Dengan tangan kosong di awal, tarian ini kemudian melibatkan senjata tradisional seperti keris, pedang, dan tombak, yang ditampilkan bersama H. Noverisman Subing, seorang tokoh adat dari Bandar Mataram. Rangkaian tarian ini tidak hanya menunjukkan transformasi spiritual, tetapi juga kekuatan budaya Lampung sekaligus menjadi syarat untuk legitimasi gelar kehormatan yang diterimanya.
Suttan Pengiran Ratu Sebuay Subing menjelaskan bahwa tradisi angkon waghey didasari oleh tiga alasan penting: adanya kebaikan luar biasa antara kedua pihak, pengakuan atas keilmuan yang seimbang, dan rekonsiliasi setelah konflik. Ketiga alasan ini menyoroti nilai-nilai masyarakat adat Lampung yang kaya, menekankan prinsip keadilan restoratif, pengakuan timbal balik, serta penghormatan terhadap kekuatan spiritual.
Pengangkatan H. Mochammad Afifudin ke dalam keluarga besar Buay Selagai tidak hanya merupakan sebuah peristiwa budaya, tetapi juga menandai pergeseran sosial-politik yang signifikan.
Ini menunjukkan bahwa institusi negara seperti KPU mulai berhubungan lebih erat dengan struktur sosial tradisional. Dalam konteks ini, langkah ini dapat dilihat sebagai strategi kultural untuk membangun legitimasi sosial di tingkat lokal, terutama di wilayah-wilayah dengan tradisi adat yang kuat.

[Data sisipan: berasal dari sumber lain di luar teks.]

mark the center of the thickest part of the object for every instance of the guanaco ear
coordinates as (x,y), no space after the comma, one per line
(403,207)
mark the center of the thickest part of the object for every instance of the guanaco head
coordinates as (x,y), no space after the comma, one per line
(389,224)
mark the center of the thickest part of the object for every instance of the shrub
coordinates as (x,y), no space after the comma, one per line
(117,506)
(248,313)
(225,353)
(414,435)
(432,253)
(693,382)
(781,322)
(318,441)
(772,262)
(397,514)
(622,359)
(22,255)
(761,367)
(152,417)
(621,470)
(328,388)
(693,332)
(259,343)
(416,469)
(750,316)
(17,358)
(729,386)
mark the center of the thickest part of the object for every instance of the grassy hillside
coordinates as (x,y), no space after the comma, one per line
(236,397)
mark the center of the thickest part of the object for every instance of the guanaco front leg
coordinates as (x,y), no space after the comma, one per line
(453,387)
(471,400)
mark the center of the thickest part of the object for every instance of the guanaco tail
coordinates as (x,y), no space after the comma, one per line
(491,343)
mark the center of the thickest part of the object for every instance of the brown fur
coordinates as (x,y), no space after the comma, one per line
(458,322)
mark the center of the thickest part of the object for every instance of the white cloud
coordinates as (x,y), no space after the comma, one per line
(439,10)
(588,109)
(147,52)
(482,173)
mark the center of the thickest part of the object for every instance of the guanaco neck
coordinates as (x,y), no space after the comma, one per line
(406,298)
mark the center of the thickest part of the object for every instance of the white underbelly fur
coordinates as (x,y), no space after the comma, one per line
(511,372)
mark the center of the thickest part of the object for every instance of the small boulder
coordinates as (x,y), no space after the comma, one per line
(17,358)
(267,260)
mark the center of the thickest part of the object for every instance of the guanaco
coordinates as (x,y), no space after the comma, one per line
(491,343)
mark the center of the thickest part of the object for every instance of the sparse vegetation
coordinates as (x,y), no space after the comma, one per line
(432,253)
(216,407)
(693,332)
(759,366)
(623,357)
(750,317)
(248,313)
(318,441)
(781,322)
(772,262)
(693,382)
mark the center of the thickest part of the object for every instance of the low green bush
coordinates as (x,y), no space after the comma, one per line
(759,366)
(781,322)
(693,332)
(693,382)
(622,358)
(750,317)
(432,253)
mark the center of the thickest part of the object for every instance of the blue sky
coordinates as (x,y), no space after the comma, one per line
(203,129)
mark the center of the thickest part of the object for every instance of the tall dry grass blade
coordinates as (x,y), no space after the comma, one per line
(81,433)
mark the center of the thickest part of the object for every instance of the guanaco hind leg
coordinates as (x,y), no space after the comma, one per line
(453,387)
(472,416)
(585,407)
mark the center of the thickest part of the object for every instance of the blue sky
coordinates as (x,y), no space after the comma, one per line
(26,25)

Dengan pengakuan ini, Afifudin kini menjadi contoh nyata bagaimana adat dan negara dapat saling menguatkan melalui pengakuan simbolik dan nilai-nilai kekerabatan yang melintasi batasan struktur. Masyarakat Lampung melihat ini sebagai langkah positif menuju kedekatan antara tradisi dan pemerintahan, memperkokoh identitas serta jalinan sosial yang lebih harmonis di tengah perubahan zaman. (*)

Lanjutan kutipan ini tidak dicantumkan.